OP is here. I seem to have found the answer. I have not implemented it yet, and if someone comes with a less uncomfortable solution (or finds something wrong with this), I will choose my answer instead.
Problem Statement
Let A be the source image, B be the target image, and M be a map from A-coordinates to B-coordinates, i.e.
B[k, l, :] == A(M[k, l, 0], M[k, l, 1], :) for all k, l in B coords.
... where the square brackets indicate a search for an array with integer indices, and the curly brackets indicate a search for bilinear interpolation with floating point indices. We repeat this above using more economical notation:
B = A(M)
We want to find the inverse map N that best maps B back to A:
Find N st A \approx B(N)
The problem can be indicated without reference to A or B:
Find N = argmin_N || M(N) - I_n ||
... where ||*|| indicates the Frobenius norm, and I_n is the identity map with the same dimensions as N, i.e. mapping, where:
I_n[i, j, :] == [i, j] for all i, j
Naive decision
If the values of M are integers and M is an isomorphism, then you can build N directly as:
N[M[k, l, 0], M[k, l, 1], :] = [k, l] for all k, l
Or in our simplified notation:
N[M] = I_m
... where I_m is the identity map with the same dimensions as M.
There are two problems:
- M is not an isomorphism, therefore the above will leave “holes” in N at N [i, j ::] for any [i, j] not among the values in M.

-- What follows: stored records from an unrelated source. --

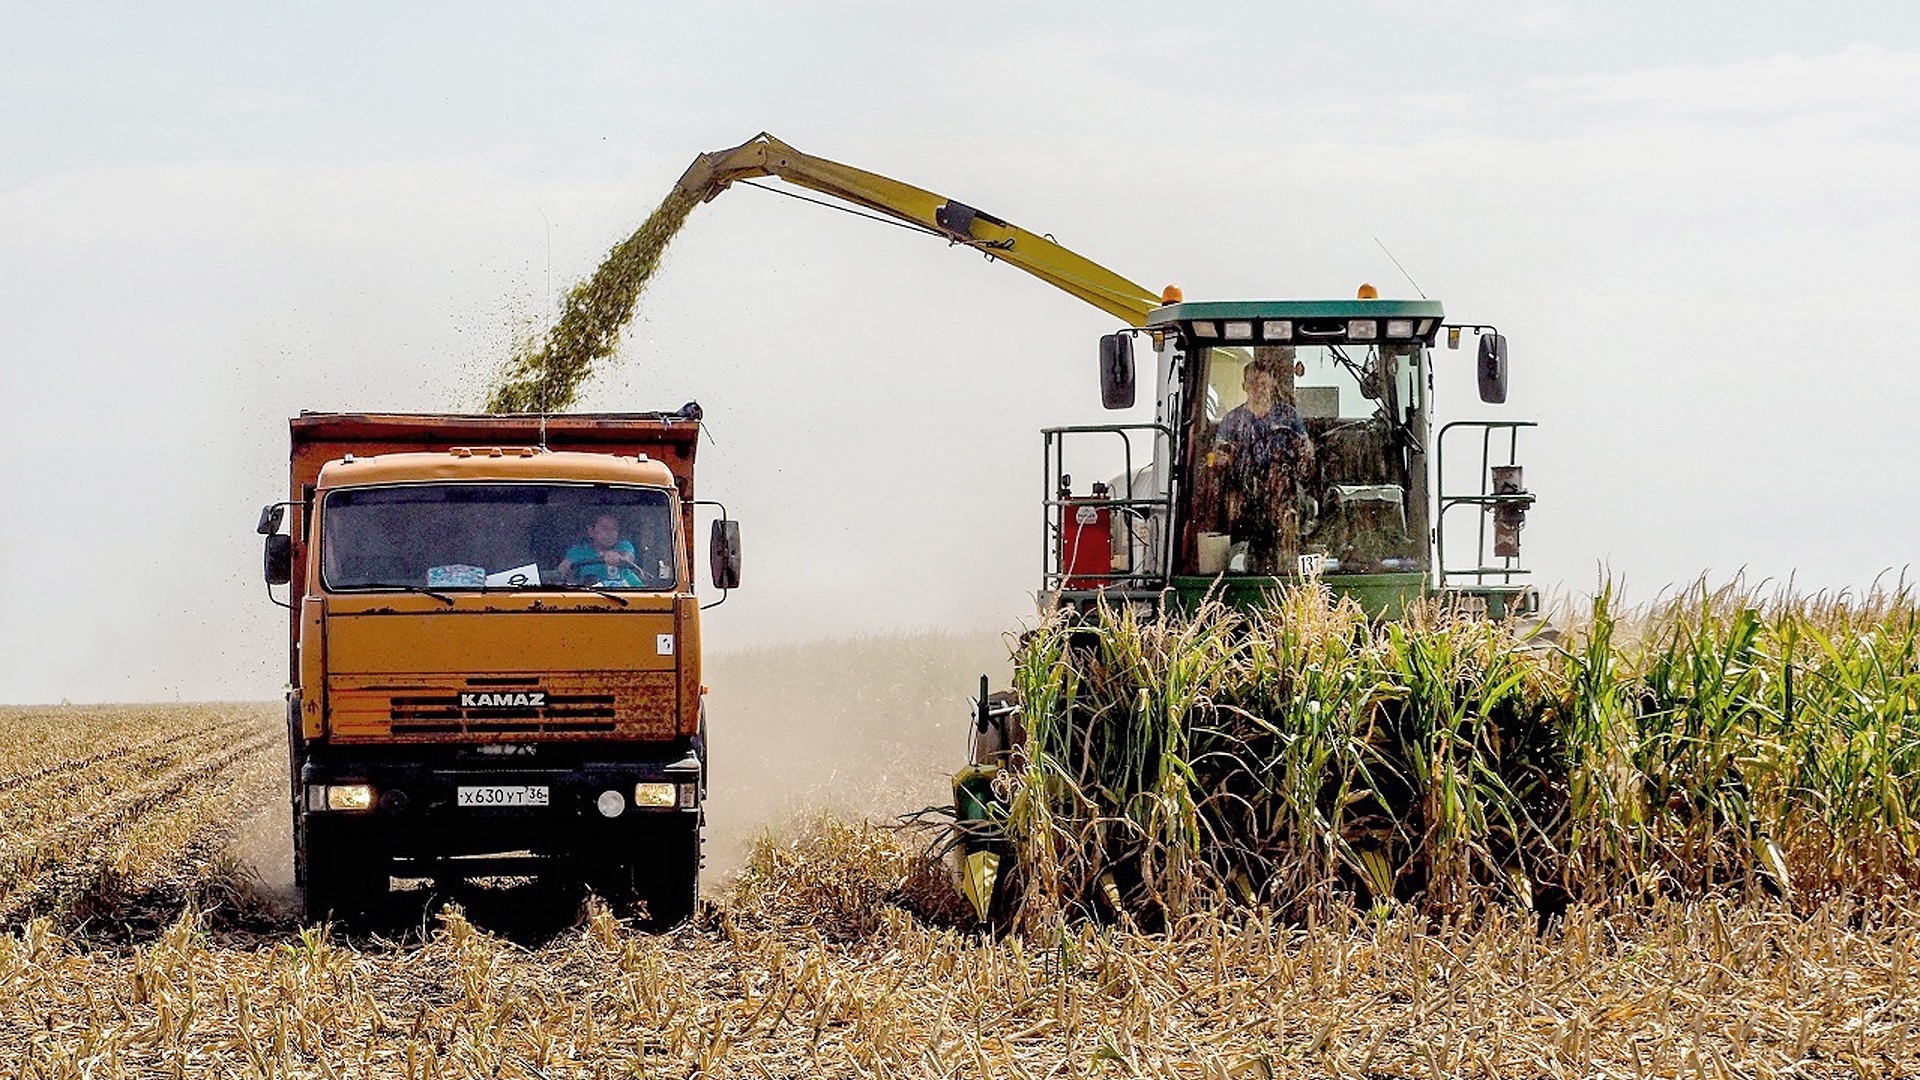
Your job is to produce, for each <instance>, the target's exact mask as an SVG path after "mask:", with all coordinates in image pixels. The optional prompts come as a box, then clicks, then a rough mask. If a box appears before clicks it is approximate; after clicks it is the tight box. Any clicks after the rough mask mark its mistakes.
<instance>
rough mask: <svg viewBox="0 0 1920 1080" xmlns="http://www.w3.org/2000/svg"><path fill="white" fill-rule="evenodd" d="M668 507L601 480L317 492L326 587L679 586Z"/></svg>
mask: <svg viewBox="0 0 1920 1080" xmlns="http://www.w3.org/2000/svg"><path fill="white" fill-rule="evenodd" d="M674 536H676V528H674V500H672V494H670V492H666V490H660V488H620V486H599V484H591V486H589V484H396V486H382V488H348V490H336V492H328V494H326V502H324V503H323V511H321V575H323V582H324V586H326V588H328V590H336V592H338V590H376V588H432V590H461V588H549V586H568V584H574V586H593V588H632V590H668V588H674V586H676V584H678V580H680V559H678V557H676V544H674Z"/></svg>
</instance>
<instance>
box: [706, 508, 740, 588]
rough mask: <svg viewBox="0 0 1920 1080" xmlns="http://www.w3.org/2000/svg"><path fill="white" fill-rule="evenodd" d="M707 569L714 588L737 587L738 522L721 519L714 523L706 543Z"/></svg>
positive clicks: (738, 556) (738, 583) (737, 574)
mask: <svg viewBox="0 0 1920 1080" xmlns="http://www.w3.org/2000/svg"><path fill="white" fill-rule="evenodd" d="M707 555H708V569H710V571H712V577H714V588H739V523H737V521H730V519H722V521H716V523H714V530H712V540H710V544H708V552H707Z"/></svg>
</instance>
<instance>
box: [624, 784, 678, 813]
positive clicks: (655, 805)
mask: <svg viewBox="0 0 1920 1080" xmlns="http://www.w3.org/2000/svg"><path fill="white" fill-rule="evenodd" d="M674 798H676V792H674V786H672V784H659V782H639V784H634V805H636V807H668V809H670V807H672V805H674Z"/></svg>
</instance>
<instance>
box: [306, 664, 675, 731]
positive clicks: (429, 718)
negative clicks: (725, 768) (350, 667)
mask: <svg viewBox="0 0 1920 1080" xmlns="http://www.w3.org/2000/svg"><path fill="white" fill-rule="evenodd" d="M330 682H332V688H330V694H328V700H330V709H328V713H330V726H332V734H336V736H346V738H413V740H428V742H434V740H447V738H463V736H465V738H472V736H478V738H486V736H509V738H528V736H553V738H595V736H616V738H670V736H672V734H674V726H676V717H678V707H676V705H678V701H676V690H678V684H676V678H674V673H666V671H662V673H634V671H622V673H593V675H588V673H566V675H557V676H468V678H461V676H438V678H436V676H428V678H422V680H420V682H413V680H409V684H396V682H394V680H392V678H386V680H378V678H353V676H336V678H334V680H330Z"/></svg>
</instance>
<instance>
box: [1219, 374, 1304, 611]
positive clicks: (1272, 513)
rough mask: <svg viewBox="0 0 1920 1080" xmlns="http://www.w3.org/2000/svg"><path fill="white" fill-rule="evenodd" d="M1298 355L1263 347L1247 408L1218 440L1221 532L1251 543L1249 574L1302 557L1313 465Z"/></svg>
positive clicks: (1229, 426)
mask: <svg viewBox="0 0 1920 1080" xmlns="http://www.w3.org/2000/svg"><path fill="white" fill-rule="evenodd" d="M1292 352H1294V350H1290V348H1286V346H1263V348H1256V350H1254V359H1252V363H1248V365H1246V367H1244V369H1242V371H1240V386H1242V388H1244V390H1246V402H1244V404H1240V405H1235V407H1233V409H1231V411H1227V415H1225V417H1221V421H1219V430H1215V432H1213V450H1212V454H1210V455H1208V459H1210V463H1212V465H1213V467H1215V469H1217V479H1219V492H1221V503H1219V505H1221V517H1223V521H1221V525H1223V530H1225V532H1227V534H1229V536H1233V538H1235V542H1246V573H1279V571H1283V569H1290V567H1286V563H1290V561H1292V559H1294V555H1296V553H1298V552H1300V496H1302V494H1304V490H1306V486H1308V477H1309V475H1311V473H1309V469H1311V465H1313V442H1311V440H1309V438H1308V425H1306V421H1304V419H1302V417H1300V409H1296V407H1294V356H1292Z"/></svg>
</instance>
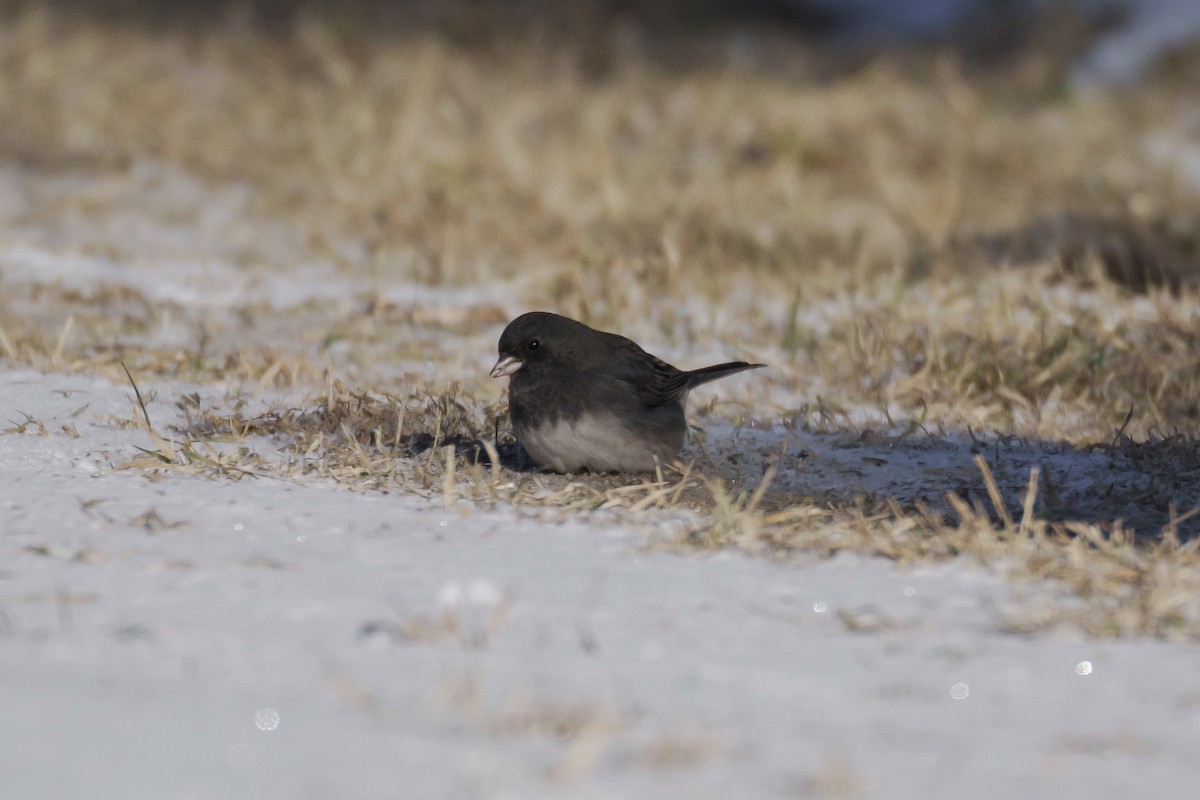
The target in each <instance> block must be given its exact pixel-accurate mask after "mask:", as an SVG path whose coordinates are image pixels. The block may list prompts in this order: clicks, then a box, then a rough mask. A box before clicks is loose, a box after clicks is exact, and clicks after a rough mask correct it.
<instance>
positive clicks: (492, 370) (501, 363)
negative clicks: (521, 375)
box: [492, 355, 524, 378]
mask: <svg viewBox="0 0 1200 800" xmlns="http://www.w3.org/2000/svg"><path fill="white" fill-rule="evenodd" d="M523 366H524V361H522V360H521V359H518V357H516V356H511V355H505V356H500V360H499V361H497V362H496V366H494V367H492V378H504V377H506V375H511V374H512V373H514V372H516V371H517V369H520V368H521V367H523Z"/></svg>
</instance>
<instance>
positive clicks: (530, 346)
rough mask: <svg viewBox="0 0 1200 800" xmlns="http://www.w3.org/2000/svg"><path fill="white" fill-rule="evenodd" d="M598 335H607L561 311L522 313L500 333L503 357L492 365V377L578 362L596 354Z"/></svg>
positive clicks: (499, 350) (501, 350)
mask: <svg viewBox="0 0 1200 800" xmlns="http://www.w3.org/2000/svg"><path fill="white" fill-rule="evenodd" d="M598 336H601V337H602V336H604V335H602V333H600V331H596V330H593V329H590V327H588V326H587V325H584V324H583V323H577V321H575V320H574V319H568V318H566V317H559V315H558V314H551V313H548V312H544V311H532V312H529V313H528V314H521V315H520V317H517V318H516V319H514V320H512V321H511V323H509V325H508V327H505V329H504V332H503V333H502V335H500V343H499V348H498V349H499V354H500V359H499V361H497V362H496V366H494V367H492V378H503V377H505V375H511V374H512V373H515V372H517V371H518V369H526V371H529V372H539V371H540V369H541V368H542V367H544V366H548V365H552V363H557V365H559V366H563V367H566V366H570V365H577V363H580V362H582V361H586V360H587V359H588V356H589V354H590V353H594V349H595V348H594V344H595V339H596V337H598ZM589 343H590V344H592V347H589Z"/></svg>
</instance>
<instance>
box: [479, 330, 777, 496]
mask: <svg viewBox="0 0 1200 800" xmlns="http://www.w3.org/2000/svg"><path fill="white" fill-rule="evenodd" d="M499 351H500V359H499V361H497V362H496V366H494V367H492V377H493V378H502V377H505V375H509V377H510V378H509V416H510V417H511V419H512V429H514V432H515V433H516V437H517V440H518V441H520V443H521V444H522V445H523V446H524V449H526V452H528V453H529V456H530V458H533V459H534V461H535V462H536V463H538V464H539V465H541V467H545V468H547V469H552V470H554V471H557V473H576V471H580V470H583V469H588V470H593V471H598V473H612V471H617V473H643V471H649V470H653V469H654V468H655V464H656V463H661V464H667V463H670V462H671V461H672V459H673V458H674V457H676V456H677V455H678V453H679V450H680V449H682V447H683V440H684V435H685V433H686V429H688V423H686V422H685V421H684V414H683V408H684V402H685V401H686V398H688V392H689V391H690V390H691V389H694V387H696V386H698V385H701V384H706V383H708V381H709V380H716V379H718V378H724V377H726V375H732V374H733V373H736V372H742V371H743V369H754V368H756V367H763V366H766V365H762V363H746V362H745V361H732V362H730V363H719V365H716V366H714V367H704V368H703V369H692V371H691V372H683V371H682V369H676V368H674V367H672V366H671V365H670V363H666V362H665V361H661V360H659V359H655V357H654V356H653V355H650V354H649V353H647V351H646V350H643V349H642V348H640V347H637V344H635V343H634V342H631V341H629V339H626V338H625V337H624V336H617V335H616V333H605V332H602V331H598V330H594V329H592V327H588V326H587V325H584V324H583V323H577V321H575V320H574V319H568V318H566V317H559V315H558V314H550V313H546V312H530V313H528V314H522V315H521V317H517V318H516V319H514V320H512V321H511V323H509V325H508V327H505V329H504V333H502V335H500V344H499Z"/></svg>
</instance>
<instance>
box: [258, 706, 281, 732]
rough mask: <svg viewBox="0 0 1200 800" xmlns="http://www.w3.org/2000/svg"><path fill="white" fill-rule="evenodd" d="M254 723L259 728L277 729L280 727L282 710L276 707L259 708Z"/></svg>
mask: <svg viewBox="0 0 1200 800" xmlns="http://www.w3.org/2000/svg"><path fill="white" fill-rule="evenodd" d="M254 724H256V726H258V729H259V730H275V729H276V728H278V727H280V712H278V711H276V710H275V709H259V710H258V714H256V715H254Z"/></svg>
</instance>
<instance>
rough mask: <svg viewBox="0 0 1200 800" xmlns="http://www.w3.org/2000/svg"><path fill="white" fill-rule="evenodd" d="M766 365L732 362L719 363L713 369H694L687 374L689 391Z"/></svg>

- M values are floating point coordinates [i, j], not integer coordinates. We cannot just assign a value to the bilinear interpolated value N (i, j, :) for float-valued i, j. To achieve an equivalent effect, we should instead set the values [i, j] of the four surrounding angles N [floor (i), floor (j) ,:], N [floor (i), ceil (j) ,:], N [ ceil (i), floor (j) ,:], N [ceil (i), ceil (j) ,:] such that the interpolated value N (i, j, :) is equal to the desired value [k, l], for all pixel mappings [i, j] → [k, l] in M.
Decision
Construct an empty N as a three-dimensional tensor of floats:
N = zeros(size=(A.shape[0], A.shape[1], 2))
For each coordinate [i, j] in the A-coordinate space do:
- Find the 2x2 A-coordinate grid in M that [i, j] is inside. Compute the homography matrix H, which maps these A-coordinates to the corresponding B-coordinates (given by 2x2 grid pixel indices).
- Set N [i, j ,:] = matmul (H, [i, j])
A potentially expensive step here would be to search in step 1 for a 2x2 grid of A-coordinates in M that surrounds [i, j]. The brute force search will do this whole algorithm O (n * m), where n is the number of pixels in A and m is the number of pixels in B.
To reduce this to O (n), instead, one could run a scanning line algorithm in each A-coordinate tetrahedron to identify all the integer values [i, j] that it contains. This could be pre-computed as a hash map that maps the integer values of A-coords [i, j] to the upper left corner of its circumferential four-sided B-coords [k, l].